13. The stent delivery system of claim 1 wherein the aramid fiber is selected from the group consisting of Technora and Vestamid.

14. The stent delivery system of claim 1 wherein the delivery sheath is comprised of extruded nylon Vestamid care ML21, natural.

15. The stent delivery system of claim 1 wherein the marker band comprises a Platinum/Iridium alloy.

16. The stent delivery system of claim 1 wherein the marker band comprises a Platinum/Iridium alloy in a ration of Pt 90/Ir 10 alloy.

17. The stent delivery system of claim 1 wherein the adhesive comprises CYANOACRYLATE, Loctite 4014.

18. The stent delivery system of claim 1 wherein the at least one marker band comprises a 3.2F construction.

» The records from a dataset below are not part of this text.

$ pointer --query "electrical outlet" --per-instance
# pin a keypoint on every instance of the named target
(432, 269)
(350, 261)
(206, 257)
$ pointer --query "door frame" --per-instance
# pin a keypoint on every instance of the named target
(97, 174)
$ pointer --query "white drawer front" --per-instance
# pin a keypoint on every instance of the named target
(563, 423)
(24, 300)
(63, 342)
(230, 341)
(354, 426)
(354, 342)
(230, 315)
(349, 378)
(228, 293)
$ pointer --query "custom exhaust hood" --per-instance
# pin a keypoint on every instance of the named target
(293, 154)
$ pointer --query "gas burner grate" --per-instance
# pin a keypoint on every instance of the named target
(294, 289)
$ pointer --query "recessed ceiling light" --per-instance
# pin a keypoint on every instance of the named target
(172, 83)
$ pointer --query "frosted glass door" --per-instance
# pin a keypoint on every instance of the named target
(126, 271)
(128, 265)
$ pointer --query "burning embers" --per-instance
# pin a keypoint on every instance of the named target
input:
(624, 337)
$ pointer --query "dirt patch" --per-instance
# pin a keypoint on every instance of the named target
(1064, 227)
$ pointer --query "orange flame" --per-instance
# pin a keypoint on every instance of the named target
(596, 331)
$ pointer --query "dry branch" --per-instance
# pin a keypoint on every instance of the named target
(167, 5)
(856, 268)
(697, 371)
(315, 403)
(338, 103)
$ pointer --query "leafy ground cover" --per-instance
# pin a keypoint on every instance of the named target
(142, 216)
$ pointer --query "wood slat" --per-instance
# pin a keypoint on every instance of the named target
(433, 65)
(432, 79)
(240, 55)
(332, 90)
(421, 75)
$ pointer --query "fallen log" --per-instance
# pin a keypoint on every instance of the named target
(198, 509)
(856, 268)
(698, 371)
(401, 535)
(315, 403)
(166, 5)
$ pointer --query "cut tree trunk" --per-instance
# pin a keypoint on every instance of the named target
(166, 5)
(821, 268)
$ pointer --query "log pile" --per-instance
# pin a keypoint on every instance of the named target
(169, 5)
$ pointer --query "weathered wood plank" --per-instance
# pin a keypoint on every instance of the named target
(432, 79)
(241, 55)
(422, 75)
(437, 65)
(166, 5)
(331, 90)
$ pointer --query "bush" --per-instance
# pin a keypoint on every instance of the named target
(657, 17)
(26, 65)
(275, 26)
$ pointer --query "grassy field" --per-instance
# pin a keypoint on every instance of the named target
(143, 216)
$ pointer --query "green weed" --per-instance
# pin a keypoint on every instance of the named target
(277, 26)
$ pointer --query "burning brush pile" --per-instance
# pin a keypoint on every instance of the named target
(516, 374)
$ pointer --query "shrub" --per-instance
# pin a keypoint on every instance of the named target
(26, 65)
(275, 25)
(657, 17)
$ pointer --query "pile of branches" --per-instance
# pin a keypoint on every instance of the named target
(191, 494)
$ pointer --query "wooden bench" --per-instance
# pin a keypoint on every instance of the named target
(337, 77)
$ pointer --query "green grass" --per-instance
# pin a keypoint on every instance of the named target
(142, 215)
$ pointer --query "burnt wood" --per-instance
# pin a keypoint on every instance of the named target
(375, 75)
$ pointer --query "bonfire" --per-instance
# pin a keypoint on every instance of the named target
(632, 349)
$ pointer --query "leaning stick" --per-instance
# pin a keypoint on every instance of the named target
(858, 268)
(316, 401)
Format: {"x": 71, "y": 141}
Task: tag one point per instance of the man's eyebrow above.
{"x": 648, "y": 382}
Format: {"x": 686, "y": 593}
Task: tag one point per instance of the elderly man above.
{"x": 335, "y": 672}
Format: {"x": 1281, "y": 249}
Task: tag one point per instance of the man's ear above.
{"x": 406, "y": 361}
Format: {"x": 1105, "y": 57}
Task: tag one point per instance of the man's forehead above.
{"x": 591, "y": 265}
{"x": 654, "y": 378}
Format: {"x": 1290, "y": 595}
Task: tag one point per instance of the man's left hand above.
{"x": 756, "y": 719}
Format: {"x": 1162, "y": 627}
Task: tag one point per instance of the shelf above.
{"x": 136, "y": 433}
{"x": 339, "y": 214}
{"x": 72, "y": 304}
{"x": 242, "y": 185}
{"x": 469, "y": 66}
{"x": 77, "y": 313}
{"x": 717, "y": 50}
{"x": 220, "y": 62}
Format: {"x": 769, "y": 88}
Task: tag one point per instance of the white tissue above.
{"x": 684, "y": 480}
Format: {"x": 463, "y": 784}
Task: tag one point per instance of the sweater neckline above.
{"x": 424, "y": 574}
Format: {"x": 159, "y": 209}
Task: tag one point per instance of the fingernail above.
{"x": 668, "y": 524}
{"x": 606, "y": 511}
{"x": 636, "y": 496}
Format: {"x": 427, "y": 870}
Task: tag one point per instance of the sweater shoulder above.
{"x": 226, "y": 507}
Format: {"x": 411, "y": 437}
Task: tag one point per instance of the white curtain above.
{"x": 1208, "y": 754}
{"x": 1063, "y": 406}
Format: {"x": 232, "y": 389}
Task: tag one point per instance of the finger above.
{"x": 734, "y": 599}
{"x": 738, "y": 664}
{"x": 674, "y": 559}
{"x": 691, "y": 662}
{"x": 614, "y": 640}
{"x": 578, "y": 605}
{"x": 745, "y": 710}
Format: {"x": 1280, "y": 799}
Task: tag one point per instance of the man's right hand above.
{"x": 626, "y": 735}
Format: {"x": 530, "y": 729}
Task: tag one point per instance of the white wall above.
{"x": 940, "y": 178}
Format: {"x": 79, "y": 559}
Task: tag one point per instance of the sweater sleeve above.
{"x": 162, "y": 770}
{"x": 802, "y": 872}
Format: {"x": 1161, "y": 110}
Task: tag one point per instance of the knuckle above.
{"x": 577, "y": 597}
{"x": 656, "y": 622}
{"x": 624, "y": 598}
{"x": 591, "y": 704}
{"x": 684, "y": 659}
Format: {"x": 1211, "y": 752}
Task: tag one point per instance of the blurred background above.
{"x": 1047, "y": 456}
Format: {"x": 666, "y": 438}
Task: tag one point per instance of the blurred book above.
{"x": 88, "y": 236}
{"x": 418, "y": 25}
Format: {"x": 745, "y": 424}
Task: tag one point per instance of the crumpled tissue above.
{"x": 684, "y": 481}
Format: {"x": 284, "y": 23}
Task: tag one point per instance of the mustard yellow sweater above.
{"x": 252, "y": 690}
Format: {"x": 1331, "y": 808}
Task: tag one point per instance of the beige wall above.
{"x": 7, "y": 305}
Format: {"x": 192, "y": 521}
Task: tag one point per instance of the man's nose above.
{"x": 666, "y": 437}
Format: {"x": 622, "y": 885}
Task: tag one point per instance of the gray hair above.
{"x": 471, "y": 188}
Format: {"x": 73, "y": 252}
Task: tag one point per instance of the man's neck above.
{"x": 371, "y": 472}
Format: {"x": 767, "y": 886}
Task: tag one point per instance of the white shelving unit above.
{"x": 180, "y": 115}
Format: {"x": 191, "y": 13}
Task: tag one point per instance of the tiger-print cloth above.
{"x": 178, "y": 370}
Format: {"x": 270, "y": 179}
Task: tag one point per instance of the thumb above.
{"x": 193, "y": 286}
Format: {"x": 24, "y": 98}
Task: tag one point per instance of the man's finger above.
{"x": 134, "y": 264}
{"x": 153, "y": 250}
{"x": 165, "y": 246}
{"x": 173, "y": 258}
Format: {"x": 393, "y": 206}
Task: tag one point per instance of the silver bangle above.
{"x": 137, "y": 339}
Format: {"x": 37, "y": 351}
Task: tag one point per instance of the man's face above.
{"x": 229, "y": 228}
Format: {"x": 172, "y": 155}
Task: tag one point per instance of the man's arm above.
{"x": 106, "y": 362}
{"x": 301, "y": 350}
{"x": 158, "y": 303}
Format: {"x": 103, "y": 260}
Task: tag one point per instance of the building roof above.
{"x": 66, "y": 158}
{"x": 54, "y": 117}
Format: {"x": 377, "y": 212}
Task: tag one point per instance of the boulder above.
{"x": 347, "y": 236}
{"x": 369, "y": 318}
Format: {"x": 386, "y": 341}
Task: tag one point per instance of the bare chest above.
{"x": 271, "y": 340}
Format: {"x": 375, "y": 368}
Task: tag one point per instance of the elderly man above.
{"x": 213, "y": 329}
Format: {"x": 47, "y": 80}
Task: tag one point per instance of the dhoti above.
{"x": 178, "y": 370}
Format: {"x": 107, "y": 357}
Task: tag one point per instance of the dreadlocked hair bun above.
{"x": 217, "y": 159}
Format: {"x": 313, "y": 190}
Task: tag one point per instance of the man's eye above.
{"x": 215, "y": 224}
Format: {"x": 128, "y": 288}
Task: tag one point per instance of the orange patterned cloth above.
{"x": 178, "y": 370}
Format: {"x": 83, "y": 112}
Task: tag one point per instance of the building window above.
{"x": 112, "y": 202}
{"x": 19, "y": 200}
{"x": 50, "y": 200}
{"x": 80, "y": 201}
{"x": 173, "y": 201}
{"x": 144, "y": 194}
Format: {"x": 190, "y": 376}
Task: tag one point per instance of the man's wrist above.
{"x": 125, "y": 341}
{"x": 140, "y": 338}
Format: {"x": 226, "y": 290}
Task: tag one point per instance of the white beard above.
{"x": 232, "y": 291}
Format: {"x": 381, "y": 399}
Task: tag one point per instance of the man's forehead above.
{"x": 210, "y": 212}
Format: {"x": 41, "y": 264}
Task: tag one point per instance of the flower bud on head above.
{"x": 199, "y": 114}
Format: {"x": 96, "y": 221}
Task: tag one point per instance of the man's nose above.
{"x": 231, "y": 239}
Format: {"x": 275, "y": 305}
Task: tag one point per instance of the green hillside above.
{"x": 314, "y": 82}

19. The stent delivery system of claim 1 further comprising a proximally located rotational hemostasis valve on the sheath catheter provides hemostasis and a safety lock to prevent premature deployment of the stent as well as a system to irrigate the catheter.

20. The stent delivery system of claim 1 comprising a liner located internally within the stent delivery system wherein the liner exhibits tensile strength value in a range between two (2) to three (3) times the tensile strength value of industry standard hypotube liners.